Margaretha Haughwout
Root, City, Thorn, 2010
A conversation while collecting medicinal hawthorn berries from the trees growing beside the old immigration hospital on Angel Island

A part of Mary Walling Blackburn’s Radical Citizenship: The Tutorials
on Angel Island and at Southern Exposure

Angel Island:
Friday, September 17th, 2010 10:00 AM to 11:00 AM and 12:00 Noon to 2:00 PM

11:00 AM to 12:00 Noon: Naturalization Ceremony of new U.S. citizens at the U.S. Immigration Station, Angel Island. Sponsored by AIISF, California State Parks, and the U.S. Citizenship and Immigration Services.

The word citizen used to refer a person who lived in a city. Earlier use of the word civilization referred to certain civil practices of citizens, but now has come to signify practices that allowed cities to come about in the first place. We associate civilization with complex agriculture and progress. In my mind, a radical citizen is a person who inhabits the city in such a way that they unravel civilization.

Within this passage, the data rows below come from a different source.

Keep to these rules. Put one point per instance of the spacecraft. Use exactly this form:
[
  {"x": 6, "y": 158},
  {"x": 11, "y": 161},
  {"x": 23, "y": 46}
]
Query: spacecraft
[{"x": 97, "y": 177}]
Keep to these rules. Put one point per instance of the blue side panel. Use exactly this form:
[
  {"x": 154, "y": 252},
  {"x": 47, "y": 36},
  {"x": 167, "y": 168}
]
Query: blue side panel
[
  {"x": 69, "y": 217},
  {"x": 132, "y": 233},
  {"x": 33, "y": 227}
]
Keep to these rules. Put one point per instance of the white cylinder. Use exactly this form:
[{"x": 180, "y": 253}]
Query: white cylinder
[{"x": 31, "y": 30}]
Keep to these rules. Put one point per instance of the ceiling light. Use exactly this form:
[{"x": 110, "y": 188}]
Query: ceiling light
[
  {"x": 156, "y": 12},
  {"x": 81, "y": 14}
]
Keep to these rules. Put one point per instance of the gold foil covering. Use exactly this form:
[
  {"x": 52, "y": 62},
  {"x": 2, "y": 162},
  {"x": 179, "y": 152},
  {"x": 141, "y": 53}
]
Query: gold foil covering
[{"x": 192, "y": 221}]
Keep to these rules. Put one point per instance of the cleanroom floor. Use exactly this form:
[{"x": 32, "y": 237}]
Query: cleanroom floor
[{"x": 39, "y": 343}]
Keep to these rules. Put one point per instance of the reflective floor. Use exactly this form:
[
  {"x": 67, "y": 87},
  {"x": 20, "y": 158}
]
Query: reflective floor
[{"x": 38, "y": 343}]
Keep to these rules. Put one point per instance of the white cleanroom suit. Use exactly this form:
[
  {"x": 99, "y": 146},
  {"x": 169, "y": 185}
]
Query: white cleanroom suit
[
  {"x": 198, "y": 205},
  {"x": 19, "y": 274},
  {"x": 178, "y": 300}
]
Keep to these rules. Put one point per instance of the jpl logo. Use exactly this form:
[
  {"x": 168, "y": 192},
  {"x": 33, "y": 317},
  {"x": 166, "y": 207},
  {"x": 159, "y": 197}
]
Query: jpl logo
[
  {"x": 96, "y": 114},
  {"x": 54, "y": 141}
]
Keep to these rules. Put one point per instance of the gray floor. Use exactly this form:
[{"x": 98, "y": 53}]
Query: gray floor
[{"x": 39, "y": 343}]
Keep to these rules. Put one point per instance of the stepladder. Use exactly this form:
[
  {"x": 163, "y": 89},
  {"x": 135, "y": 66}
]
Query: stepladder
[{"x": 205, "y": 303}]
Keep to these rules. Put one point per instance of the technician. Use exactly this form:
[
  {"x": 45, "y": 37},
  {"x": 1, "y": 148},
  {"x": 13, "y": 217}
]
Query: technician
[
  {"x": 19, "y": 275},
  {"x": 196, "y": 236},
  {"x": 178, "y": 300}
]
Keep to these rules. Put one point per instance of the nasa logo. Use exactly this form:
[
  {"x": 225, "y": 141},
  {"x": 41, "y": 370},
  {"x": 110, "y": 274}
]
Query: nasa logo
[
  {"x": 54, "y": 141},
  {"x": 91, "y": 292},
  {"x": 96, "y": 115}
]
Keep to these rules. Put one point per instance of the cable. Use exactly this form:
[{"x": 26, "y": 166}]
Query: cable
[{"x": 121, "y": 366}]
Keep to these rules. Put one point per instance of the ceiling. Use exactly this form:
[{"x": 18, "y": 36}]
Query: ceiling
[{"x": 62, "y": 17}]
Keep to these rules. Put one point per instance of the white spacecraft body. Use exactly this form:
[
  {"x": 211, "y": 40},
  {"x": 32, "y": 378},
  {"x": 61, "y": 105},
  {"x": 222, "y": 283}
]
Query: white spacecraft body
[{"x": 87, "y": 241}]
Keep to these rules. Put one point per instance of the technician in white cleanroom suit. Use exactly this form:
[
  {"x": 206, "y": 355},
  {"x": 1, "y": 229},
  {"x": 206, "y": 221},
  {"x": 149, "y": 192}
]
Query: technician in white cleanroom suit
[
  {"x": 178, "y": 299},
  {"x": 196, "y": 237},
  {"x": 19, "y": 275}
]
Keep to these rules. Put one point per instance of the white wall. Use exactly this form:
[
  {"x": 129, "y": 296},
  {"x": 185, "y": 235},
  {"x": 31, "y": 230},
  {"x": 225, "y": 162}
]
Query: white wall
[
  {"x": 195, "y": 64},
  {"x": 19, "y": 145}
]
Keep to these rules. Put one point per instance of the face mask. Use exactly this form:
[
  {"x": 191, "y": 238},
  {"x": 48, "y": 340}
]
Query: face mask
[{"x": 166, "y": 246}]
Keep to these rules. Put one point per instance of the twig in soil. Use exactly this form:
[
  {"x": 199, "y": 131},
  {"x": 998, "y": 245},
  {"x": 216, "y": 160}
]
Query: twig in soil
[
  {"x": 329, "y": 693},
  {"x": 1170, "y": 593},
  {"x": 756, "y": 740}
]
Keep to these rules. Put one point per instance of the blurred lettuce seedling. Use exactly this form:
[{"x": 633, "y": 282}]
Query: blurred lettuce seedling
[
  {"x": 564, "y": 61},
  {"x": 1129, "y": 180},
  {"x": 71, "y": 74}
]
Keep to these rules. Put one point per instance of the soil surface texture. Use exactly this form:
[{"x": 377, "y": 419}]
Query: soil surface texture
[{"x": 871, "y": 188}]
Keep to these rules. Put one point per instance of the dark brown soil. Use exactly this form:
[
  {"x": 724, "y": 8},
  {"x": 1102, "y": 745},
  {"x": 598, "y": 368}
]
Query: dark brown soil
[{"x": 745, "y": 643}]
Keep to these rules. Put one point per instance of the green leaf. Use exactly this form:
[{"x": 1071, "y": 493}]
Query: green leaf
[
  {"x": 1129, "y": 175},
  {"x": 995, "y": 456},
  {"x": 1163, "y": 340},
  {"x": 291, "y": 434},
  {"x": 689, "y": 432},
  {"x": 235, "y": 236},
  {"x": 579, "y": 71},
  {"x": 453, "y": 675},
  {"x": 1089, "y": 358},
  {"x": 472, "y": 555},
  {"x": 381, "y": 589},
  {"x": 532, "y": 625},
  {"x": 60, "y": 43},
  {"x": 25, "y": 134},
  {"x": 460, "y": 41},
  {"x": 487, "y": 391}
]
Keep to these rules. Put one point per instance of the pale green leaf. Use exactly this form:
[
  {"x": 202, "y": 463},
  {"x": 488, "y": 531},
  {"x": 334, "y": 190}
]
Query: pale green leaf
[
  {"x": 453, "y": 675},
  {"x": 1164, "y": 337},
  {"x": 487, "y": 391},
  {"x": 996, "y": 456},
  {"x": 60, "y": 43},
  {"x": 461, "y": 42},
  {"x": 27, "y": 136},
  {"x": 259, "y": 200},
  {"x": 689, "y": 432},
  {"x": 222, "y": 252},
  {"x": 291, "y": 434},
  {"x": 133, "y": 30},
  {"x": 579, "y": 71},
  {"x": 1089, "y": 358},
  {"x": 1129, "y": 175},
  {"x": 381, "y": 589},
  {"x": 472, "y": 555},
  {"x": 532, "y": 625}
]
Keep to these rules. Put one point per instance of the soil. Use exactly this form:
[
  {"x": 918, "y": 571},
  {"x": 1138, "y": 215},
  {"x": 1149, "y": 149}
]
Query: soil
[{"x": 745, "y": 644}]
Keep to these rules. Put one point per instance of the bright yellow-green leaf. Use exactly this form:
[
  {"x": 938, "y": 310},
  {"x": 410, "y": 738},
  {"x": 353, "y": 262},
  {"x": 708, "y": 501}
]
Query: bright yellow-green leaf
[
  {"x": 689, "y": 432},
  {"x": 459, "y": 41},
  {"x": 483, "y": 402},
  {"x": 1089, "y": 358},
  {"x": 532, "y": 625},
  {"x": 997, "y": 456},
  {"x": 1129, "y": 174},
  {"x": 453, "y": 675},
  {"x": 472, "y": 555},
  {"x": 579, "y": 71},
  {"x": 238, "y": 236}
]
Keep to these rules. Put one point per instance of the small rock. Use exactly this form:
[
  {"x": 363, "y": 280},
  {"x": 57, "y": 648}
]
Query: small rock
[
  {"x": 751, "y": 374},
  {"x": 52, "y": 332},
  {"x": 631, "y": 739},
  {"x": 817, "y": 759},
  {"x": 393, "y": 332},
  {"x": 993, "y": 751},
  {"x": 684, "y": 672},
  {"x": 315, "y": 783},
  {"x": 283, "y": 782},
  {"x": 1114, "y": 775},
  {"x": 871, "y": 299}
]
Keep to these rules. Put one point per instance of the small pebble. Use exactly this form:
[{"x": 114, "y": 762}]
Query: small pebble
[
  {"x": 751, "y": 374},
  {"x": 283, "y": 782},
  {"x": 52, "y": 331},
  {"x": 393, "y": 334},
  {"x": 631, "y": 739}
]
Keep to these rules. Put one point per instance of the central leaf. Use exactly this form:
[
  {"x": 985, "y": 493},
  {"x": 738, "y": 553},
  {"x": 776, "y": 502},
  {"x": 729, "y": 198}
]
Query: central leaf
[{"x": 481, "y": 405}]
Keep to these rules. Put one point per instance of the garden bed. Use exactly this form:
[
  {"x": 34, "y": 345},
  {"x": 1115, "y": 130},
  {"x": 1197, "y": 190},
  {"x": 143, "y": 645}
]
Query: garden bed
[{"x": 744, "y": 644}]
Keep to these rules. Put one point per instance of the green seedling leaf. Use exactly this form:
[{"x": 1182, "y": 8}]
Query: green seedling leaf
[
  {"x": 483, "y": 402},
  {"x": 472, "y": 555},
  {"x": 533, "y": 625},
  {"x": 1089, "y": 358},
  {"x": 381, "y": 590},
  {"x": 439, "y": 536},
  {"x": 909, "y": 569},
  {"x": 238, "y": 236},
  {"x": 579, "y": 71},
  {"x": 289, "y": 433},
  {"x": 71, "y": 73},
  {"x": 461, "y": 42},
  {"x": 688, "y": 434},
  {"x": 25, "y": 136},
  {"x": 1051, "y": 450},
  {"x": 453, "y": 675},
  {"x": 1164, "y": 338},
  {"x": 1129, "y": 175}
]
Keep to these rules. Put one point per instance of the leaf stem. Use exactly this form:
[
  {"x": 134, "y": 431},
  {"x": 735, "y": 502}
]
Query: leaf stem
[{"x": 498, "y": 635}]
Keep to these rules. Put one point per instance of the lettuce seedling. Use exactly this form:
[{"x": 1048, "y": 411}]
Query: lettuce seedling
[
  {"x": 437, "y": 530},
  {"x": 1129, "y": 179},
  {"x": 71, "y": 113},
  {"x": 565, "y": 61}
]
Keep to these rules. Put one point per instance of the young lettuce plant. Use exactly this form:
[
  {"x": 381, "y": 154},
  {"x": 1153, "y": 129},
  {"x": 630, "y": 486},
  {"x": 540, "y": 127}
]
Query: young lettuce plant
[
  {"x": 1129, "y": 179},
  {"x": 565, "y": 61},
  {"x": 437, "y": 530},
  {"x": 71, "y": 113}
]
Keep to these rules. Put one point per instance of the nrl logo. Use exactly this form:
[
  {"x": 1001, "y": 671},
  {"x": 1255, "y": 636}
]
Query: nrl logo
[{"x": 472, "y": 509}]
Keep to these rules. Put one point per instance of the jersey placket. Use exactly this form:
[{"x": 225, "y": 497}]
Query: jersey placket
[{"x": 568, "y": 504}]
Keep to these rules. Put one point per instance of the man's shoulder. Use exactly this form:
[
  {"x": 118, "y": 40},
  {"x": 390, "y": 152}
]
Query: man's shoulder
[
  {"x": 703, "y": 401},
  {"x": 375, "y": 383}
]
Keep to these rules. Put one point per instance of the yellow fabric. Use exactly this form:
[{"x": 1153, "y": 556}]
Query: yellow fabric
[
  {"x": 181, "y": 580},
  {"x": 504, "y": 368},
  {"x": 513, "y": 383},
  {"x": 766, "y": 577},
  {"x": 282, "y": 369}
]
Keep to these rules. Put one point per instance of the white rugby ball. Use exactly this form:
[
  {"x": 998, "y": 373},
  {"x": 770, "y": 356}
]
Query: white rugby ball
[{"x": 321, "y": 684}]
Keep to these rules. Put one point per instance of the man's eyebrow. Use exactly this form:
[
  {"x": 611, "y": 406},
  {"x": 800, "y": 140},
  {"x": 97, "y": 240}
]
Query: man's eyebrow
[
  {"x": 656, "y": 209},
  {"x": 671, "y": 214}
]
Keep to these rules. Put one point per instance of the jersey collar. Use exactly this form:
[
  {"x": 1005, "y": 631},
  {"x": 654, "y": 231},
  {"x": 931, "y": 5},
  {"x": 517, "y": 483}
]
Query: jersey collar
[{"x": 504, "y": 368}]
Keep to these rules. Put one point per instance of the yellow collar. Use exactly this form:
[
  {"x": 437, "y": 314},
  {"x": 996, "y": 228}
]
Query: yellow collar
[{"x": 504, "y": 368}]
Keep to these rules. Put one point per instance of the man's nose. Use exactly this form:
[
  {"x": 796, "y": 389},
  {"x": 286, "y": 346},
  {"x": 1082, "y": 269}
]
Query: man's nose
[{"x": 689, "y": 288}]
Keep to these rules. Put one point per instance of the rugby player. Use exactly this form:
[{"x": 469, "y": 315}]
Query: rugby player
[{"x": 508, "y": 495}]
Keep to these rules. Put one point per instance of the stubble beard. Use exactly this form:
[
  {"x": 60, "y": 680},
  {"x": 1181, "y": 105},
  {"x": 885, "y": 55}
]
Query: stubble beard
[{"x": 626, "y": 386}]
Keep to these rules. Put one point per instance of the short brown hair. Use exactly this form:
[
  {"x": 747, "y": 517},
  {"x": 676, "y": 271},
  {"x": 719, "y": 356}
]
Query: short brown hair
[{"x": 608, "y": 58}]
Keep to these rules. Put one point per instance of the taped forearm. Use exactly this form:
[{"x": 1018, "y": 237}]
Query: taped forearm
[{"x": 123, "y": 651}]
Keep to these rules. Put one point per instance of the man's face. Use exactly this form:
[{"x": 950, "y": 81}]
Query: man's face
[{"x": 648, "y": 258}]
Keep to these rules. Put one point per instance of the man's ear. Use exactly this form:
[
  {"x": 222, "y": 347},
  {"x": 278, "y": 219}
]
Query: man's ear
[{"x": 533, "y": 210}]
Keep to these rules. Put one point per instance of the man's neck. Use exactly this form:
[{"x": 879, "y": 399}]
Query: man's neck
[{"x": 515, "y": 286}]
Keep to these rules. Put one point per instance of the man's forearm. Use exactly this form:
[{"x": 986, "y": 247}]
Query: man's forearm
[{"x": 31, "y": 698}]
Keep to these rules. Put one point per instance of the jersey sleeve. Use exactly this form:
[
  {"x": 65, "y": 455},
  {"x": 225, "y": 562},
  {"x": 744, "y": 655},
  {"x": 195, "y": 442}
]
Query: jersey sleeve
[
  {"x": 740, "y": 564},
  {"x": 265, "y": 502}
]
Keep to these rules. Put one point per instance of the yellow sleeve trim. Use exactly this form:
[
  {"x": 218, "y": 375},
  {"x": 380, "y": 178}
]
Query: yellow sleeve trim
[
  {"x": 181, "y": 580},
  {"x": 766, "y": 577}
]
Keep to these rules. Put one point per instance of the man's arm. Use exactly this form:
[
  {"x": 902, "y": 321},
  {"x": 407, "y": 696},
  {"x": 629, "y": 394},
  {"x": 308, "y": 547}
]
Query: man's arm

To unravel civilization means, at the most fundamental level, to cultivate a diverse array of medicine and food in league with the non-human, to give back to the ecosystem more than one takes, to engage what is growing well in a way that ensures benefit and habitat for the lives of all other humans and non-humans who live nearby. Complexity is fostered through simple action.

For radical citizenship: the tutorials, we talk about how certain agricultural practices foster notions of weeds, invasive species and native plants as well as notions of citizen, civility and belonging. The activity of cultivating one’s environment for the benefit of all life will be considered as an ethical activity that dismantles civilization. We have this conversation while collecting medicinal hawthorn berries from the trees growing beside the old immigration hospital on Angel Island. We will not only collect berries from this tree; we will also care for it. The hawthorn (and possibly other medicinal and edible plants on Angel Island) will be our conversational guide.

A tincture was made with the berries from these trees. We filled gallon sized mason jars and covered them with vodka – later in the fall i strained out the mark and shared with the participants.